To learn more about benzene and what the Johnson & Johnson recall means to your everyday sunscreen needs, we consulted dermatologists about the concerns around benzene, plus common misconceptions about spray sunscreens. They also made the argument for continued regular sunscreen use.

SKIP AHEAD Top-rated spray sunscreens

What is benzene and should I stop wearing sunscreen?

Benzene is a chemical compound and a carcinogen, meaning it can potentially lead to cancer, though that’s not always the case. It is also not a normal skin care ingredient and “should not be used in personal care” items, noted Garshick. She highlighted that the Food and Drug Administration (FDA) considers it a Class 1 Solvent, meaning it is “known to cause unacceptable toxicities,” according to the most recent 2017 release from the FDA.

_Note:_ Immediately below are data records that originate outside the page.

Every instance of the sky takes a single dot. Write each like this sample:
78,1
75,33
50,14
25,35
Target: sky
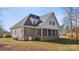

Even in small doses — trace parts per million — your skin can absorb benzene, noted Kimberly Morel, MD, a board-certified dermatologist and associate professor of dermatology at Columbia University. “Ongoing exposures are likely of main concern, and sunscreens are regularly applied to the skin of children and adults, often in large amounts,” she said. (You should apply 1 ounce — the volume of a golf ball or filled shot glass — to your exposed skin, board-certified dermatologist Joshua Zeichner, MD, previously advised in our guide to choosing the best sunscreens.)

In its press release, Johnson & Johnson did not disclose the exact amount of benzene that was found in the five recalled spray sunscreens — it only said there were “low levels of benzene in some samples of the products.” Garshick noted “it’s best not to panic” because “it is unknown how much [benzene] was present in sunscreen [and] is actually absorbed into the system, and as such, how likely it is to cause any harm.”

If you currently own any of the impacted sunscreens, your safest bet is to stop using those products immediately, and Garshick recommended reaching out to Johnson & Johnson’s Consumer Care Center (1-800-458-1673).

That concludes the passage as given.